Adrian Bednarek

Adrian Bednarek is an ISE Labs researcher, and a Senior Security Analyst at Independent Security Evaluators (ISE). He specializes in reverse engineering proprietary software and communications protocols. He has been an invited speaker to DEF CON 25 and RSA Conference 2018 where he shared his previous experiences and custom tools in exploiting virtual economies and currencies in online gaming. At ISE he helps Fortune 100 companies secure complex software systems and prepare for emerging security threats by performing hands-on security assessments and providing guidance in developing secure software solutions.

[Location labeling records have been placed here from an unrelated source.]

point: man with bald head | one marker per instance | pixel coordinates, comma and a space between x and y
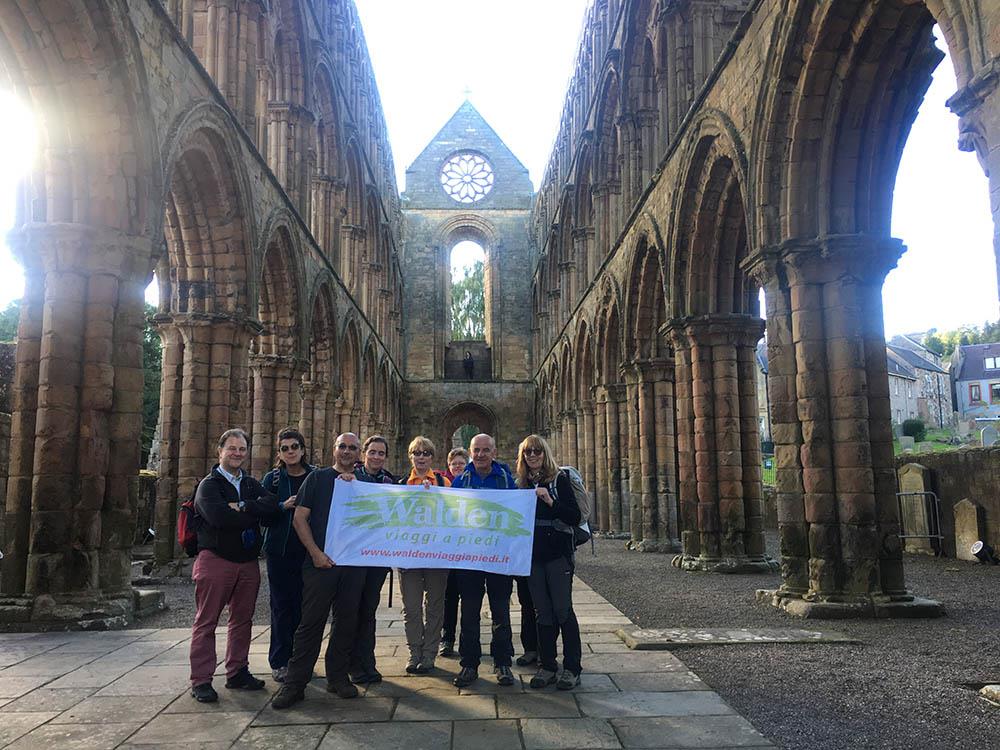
484, 473
325, 586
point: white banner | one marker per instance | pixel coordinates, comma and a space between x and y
403, 526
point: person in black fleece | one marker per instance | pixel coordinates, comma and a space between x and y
231, 505
552, 566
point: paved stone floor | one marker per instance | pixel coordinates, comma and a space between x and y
129, 689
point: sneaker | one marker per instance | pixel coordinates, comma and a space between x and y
243, 680
466, 677
286, 697
204, 693
504, 675
542, 678
567, 680
367, 678
342, 689
527, 659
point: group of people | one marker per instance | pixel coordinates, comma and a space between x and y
285, 515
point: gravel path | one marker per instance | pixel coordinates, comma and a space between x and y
905, 686
909, 684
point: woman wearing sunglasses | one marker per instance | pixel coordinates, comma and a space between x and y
552, 566
423, 588
285, 553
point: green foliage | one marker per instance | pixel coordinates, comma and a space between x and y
8, 321
945, 342
152, 375
915, 428
468, 304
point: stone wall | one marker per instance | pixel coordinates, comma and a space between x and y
972, 473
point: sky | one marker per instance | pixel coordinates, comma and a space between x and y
513, 60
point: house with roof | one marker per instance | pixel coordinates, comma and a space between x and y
976, 375
933, 383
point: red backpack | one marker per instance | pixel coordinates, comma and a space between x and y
188, 523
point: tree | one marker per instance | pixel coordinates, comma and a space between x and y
468, 306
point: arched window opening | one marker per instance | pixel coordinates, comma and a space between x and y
468, 292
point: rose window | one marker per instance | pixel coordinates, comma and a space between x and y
467, 178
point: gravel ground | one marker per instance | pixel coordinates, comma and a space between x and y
908, 684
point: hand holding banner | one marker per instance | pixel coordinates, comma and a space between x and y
404, 526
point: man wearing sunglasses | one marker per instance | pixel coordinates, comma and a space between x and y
325, 586
484, 473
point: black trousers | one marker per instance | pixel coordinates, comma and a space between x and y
363, 654
337, 589
552, 591
472, 584
529, 628
450, 608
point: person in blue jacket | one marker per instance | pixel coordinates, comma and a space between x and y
285, 553
484, 473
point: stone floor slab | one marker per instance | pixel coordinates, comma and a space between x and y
537, 705
213, 727
568, 734
426, 735
75, 737
433, 705
691, 703
302, 737
47, 699
688, 732
100, 709
657, 681
497, 734
13, 725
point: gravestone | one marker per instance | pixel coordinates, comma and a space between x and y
914, 478
969, 528
988, 435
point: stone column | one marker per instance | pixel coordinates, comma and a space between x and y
720, 448
77, 416
618, 476
602, 468
837, 513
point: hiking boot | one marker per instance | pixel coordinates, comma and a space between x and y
243, 680
542, 678
204, 693
466, 677
342, 689
286, 697
526, 659
504, 675
567, 680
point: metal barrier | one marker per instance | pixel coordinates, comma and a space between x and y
932, 512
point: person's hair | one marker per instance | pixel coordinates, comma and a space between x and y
421, 443
375, 439
549, 470
289, 433
456, 452
233, 432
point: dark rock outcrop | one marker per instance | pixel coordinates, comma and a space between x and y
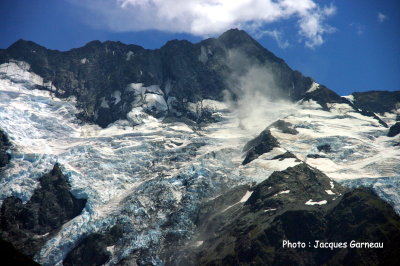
263, 143
394, 130
324, 148
253, 233
284, 156
93, 249
284, 127
377, 101
28, 226
4, 146
323, 96
11, 256
188, 72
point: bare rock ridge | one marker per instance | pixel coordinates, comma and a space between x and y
184, 71
297, 204
28, 226
377, 101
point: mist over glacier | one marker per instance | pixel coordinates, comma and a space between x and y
140, 173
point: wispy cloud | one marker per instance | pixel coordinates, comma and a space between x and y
211, 17
359, 28
381, 17
276, 35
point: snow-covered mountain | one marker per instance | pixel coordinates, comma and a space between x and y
134, 172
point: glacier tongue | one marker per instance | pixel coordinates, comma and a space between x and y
143, 176
135, 176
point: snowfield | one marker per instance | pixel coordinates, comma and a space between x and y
140, 170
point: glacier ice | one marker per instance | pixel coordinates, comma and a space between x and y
143, 173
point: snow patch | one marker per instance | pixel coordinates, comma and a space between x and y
314, 87
282, 192
129, 55
329, 192
311, 202
246, 196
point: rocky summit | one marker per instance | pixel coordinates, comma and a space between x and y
209, 153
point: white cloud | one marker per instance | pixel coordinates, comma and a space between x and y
210, 17
276, 35
359, 28
381, 17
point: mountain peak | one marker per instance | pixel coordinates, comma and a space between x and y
235, 37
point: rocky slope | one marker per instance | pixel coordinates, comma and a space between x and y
377, 101
215, 146
298, 204
99, 74
28, 226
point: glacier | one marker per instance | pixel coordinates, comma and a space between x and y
142, 171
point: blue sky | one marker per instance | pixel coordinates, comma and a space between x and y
347, 45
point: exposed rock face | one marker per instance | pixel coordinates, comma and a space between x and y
284, 127
4, 146
394, 130
11, 256
263, 143
377, 101
28, 226
98, 74
298, 204
324, 96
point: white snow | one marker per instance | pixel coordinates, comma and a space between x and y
117, 96
129, 55
311, 202
282, 192
314, 87
198, 243
104, 103
109, 166
330, 192
246, 196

  • Ethercombing - Blockchain brute force cryptanalysis
Alex Ivkin

Alex Ivkin is a Director of Solutions at Eclypsium, a Portland security company. With over a decade of security experience his focus is on secure deployments of (un)secure software, advisory and implementation of application security, container orchestration and IAM. Alex presented at numerous security industry conferences, trainings, co-authored the ISACA CSX Professional certification and has a Masters degree in Computer Science.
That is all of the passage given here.